The effect of stress on the acute neurotoxicity of the organophosphate insecticide chlorpyrifos.

A study was conducted to determine if multiple exposures to several stress paradigms might affect the anticholinesterase effect of subsequently administered organophosphate insecticide chlorpyrifos. Male Sprague-Dawley rats were subject to daily periods of restraint, swimming, a combination of the two, or neither of the two (controls) (n=8/group) for 5 days per week over a six-week period. The most profound stress, as measured by reduced body weight gain and elevated levels of plasma corticosterone, was swimming. On day 39 of the study, shortly after the daily stress episode, one half of the rats in each group was dosed with 60 mg/kg chlorpyrifos subcutaneously. This had no effect on subsequent levels of plasma corticosterone. There were no stress-related differences in the degree of chlorpyrifos-induced inhibition of brain acetylcholinesterase in animals sacrificed on day 43.

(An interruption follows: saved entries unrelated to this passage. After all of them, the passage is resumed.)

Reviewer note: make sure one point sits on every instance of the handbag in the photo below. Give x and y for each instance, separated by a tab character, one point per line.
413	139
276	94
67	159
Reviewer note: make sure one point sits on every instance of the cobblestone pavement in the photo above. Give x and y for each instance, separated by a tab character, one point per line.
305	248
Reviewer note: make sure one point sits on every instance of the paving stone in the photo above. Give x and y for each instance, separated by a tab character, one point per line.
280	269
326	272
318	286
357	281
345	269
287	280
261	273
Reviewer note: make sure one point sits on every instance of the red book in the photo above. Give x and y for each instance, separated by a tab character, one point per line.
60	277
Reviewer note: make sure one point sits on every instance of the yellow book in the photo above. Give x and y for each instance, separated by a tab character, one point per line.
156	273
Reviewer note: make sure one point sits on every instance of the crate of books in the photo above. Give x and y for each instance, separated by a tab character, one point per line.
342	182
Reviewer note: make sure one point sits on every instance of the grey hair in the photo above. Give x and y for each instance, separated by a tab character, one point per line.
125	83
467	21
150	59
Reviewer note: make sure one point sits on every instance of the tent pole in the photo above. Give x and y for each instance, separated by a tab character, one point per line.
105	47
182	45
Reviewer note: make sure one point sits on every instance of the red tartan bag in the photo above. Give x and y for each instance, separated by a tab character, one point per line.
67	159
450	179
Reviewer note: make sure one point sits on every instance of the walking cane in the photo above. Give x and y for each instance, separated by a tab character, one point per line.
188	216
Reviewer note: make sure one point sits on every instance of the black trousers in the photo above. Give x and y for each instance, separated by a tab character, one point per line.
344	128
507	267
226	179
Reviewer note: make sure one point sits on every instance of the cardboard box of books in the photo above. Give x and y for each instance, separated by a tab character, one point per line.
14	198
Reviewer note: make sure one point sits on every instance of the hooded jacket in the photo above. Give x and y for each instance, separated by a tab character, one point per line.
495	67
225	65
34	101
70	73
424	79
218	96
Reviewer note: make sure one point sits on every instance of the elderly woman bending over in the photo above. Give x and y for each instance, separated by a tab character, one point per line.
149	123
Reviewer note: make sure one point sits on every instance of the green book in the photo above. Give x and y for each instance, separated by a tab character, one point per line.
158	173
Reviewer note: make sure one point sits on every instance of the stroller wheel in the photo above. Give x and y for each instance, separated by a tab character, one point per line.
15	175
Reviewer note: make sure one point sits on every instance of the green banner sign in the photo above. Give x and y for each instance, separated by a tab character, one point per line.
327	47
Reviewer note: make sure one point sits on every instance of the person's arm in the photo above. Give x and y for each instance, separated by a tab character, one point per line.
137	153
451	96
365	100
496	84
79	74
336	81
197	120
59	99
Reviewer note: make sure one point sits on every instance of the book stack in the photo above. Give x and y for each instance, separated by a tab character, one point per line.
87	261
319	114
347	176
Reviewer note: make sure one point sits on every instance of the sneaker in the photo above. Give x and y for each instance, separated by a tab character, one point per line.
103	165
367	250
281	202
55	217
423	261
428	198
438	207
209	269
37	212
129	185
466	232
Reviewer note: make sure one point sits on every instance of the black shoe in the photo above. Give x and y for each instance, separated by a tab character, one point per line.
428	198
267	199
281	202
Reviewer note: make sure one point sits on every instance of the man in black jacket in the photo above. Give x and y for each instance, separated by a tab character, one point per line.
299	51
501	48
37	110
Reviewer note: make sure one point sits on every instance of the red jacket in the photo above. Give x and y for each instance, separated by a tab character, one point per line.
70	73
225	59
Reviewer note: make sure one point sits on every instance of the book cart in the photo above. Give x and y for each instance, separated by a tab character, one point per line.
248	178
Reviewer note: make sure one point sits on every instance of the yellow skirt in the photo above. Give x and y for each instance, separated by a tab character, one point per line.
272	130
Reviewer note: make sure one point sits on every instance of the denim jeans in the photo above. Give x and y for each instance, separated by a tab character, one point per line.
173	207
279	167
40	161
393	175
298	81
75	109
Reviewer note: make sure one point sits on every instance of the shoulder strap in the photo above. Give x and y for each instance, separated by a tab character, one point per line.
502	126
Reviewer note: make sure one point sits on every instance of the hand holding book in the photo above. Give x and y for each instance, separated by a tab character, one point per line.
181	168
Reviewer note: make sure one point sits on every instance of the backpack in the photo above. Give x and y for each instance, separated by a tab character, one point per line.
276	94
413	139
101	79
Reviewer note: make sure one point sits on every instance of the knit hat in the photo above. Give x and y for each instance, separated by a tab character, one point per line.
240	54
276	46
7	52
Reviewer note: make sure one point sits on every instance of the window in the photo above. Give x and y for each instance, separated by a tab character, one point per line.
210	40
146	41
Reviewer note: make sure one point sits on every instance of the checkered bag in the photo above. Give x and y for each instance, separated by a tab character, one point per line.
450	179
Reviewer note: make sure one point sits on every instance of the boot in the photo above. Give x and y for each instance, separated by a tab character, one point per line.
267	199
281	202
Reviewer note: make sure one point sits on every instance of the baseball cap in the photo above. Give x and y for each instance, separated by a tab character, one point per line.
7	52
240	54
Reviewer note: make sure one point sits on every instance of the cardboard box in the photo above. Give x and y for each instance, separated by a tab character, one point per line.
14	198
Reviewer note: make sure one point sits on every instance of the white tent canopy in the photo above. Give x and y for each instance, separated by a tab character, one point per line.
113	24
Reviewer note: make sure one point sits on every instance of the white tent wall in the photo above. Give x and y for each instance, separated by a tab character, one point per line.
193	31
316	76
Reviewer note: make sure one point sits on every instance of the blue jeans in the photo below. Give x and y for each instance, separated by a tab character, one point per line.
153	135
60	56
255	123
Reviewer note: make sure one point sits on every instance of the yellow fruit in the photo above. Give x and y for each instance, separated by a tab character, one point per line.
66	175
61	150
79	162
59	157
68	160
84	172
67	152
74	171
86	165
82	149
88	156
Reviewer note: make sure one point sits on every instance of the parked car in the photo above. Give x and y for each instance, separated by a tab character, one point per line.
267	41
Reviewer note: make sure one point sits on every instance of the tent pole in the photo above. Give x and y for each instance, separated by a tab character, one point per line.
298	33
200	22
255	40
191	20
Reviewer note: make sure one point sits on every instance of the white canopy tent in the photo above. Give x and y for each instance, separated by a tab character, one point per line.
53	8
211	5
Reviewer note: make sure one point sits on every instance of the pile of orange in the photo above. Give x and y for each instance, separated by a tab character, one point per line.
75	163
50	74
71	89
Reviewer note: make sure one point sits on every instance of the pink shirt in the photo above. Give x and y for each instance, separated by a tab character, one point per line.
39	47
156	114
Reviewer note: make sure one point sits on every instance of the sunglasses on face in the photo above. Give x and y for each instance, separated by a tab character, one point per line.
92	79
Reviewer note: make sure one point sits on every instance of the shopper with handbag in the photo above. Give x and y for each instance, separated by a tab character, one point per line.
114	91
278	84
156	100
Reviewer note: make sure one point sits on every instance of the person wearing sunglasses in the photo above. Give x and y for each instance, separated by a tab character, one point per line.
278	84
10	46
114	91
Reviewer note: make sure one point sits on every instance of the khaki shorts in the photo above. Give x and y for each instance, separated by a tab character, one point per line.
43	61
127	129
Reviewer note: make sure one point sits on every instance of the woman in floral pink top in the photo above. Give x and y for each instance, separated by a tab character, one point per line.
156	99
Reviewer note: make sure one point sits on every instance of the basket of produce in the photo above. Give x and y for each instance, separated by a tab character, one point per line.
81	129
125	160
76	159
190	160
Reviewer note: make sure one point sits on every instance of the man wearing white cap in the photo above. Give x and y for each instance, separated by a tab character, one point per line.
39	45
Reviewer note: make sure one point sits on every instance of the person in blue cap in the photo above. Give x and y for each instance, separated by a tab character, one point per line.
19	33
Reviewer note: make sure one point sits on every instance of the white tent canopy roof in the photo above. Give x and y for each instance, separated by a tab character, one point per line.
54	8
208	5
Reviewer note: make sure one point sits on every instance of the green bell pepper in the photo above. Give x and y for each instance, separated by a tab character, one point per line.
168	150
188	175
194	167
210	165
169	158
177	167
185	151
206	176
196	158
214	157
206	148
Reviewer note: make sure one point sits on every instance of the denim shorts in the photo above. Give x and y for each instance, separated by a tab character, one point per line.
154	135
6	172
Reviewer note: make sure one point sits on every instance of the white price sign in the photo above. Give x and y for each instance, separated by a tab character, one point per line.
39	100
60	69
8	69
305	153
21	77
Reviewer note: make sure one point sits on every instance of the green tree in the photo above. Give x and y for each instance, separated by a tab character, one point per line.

Neuropathological studies of rats following multiple exposure to tri-ortho-tolyl phosphate, chlorpyrifos and stress.

Adult male Long-Evans rats were exposed to 2 neurotoxic organophosphates in a setting of chronic stress, over a 63-day period. The organophosphates were tri-ortho-tolyl phosphate (TOTP) administered in 14 gavage doses of 75, 150 or 300 mg/kg, and chlorpyrifos, given in two 60 mg/kg subcutaneous exposures. Corticosterone was added to the drinking water at 400 microg/ml, to model aspects of chronic stress. These compounds/dosages were administered individually and in combination, with appropriate controls, giving rise to 16 experimental groups. The major neuropathologic change was the presence of axonal degeneration progressing to myelinated fiber degeneration, mainly in distal regions of selected fiber tracts and peripheral nerve, seen in animals sacrificed on experimental day 63. The cervical spinal cord and medullary levels of the sensory gracile fasciculus were most prominently affected. This axonopathy/fiber degeneration was TOTP dose-related at the 300 and 150 mg/kg levels. There was association of this lesion with inhibition of the enzyme neurotoxic esterase in hippocampal tissue from TOTP-treated rats. Such an association categorizes this disease process as organophosphate ester-induced delayed neuropathy. Neither chlorpyrifos nor corticosterone appeared to contribute to the neuropathic events or the enzyme inhibition. A cohort of rats was maintained on the corticosterone dosing, but without additional exposure to TOTP or chlorpyrifos, for an additional 27 days. When these rats were examined on day 90, the nerve fiber degeneration had progressed in all experimental groups administered the 300 mg/kg dose of TOTP (lower doses were not studied at the 90-day interval), although hippocampal neurotoxic esterase had returned to control values.